Lockheed’s Joint Air-to-Surface Standoff Missile (JASSM and JASSM-ER) is a long-range, conventional, air-to-ground, missile “designed to destroy high-value, well-defended, fixed and relocatable targets.” It is a 2,000-lb class weapon with a penetrator/blast fragmentation warhead, employing precision routing and guidance with an infrared seeker in addition to “anti-jam GPS” to find a specific aim-point on the target.

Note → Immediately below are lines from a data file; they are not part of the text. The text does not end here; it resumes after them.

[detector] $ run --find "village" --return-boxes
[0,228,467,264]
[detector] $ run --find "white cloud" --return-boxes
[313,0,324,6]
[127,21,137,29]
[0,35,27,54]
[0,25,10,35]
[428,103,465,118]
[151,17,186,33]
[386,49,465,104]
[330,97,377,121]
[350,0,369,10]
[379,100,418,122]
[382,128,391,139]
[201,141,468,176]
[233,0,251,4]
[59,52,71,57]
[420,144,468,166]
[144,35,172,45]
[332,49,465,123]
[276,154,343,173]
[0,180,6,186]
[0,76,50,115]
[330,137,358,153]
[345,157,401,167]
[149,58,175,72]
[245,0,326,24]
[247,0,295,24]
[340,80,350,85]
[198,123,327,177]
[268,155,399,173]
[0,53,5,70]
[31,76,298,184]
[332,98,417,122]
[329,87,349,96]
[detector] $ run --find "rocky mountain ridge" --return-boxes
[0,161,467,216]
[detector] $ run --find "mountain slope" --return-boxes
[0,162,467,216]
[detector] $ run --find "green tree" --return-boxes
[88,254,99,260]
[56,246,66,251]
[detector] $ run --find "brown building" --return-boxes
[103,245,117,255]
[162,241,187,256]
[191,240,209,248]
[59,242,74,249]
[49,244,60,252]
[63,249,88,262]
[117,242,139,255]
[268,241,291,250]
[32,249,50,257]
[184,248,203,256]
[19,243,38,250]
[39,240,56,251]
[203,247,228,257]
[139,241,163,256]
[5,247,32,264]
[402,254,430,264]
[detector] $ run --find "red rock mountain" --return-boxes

Lockheed Expands Cruise Missile Production

Aug. 12, 2015
Alabama plant adds capacity for U.S., international weapons markets JASSM, LRASM production Full cost undisclosed High-tech employment

Defense giant Lockheed Martin expanded its cruise missile manufacturing plant in Troy, Ala., opening an annex that adds capacity for producing the weapon systems, to supply U.S. and international market demands.  The company did not reveal the plant’s current missile capacity nor its future production volume.

Lockheed indicated it has invested $16.8 million to build the 64,500-sq.ft. annex, and an unspecified larger amount to furnish and equip it.

Cruise missiles are guided weapon systems used against terrestrial targets, designed to deliver  a large warhead over a long distance with very high accuracy.  Lockheed’s Troy plant has over 370 employees currently, nearly half of whom are involved in assembling the Joint Air-to-Surface Standoff Missiles (JASSM and JASSM-ER) and Long-Range Anti-Ship Missiles (LRASM) manufactured there. 

“So far in 2015, we have hired over 75 employees to fill high-tech positions at our Pike County facility, 20 of whom support cruise missile final assembly,” noted Lockheed’s site director David Anderson. “This growth is a result of new business our state partners helped us bring to Alabama.”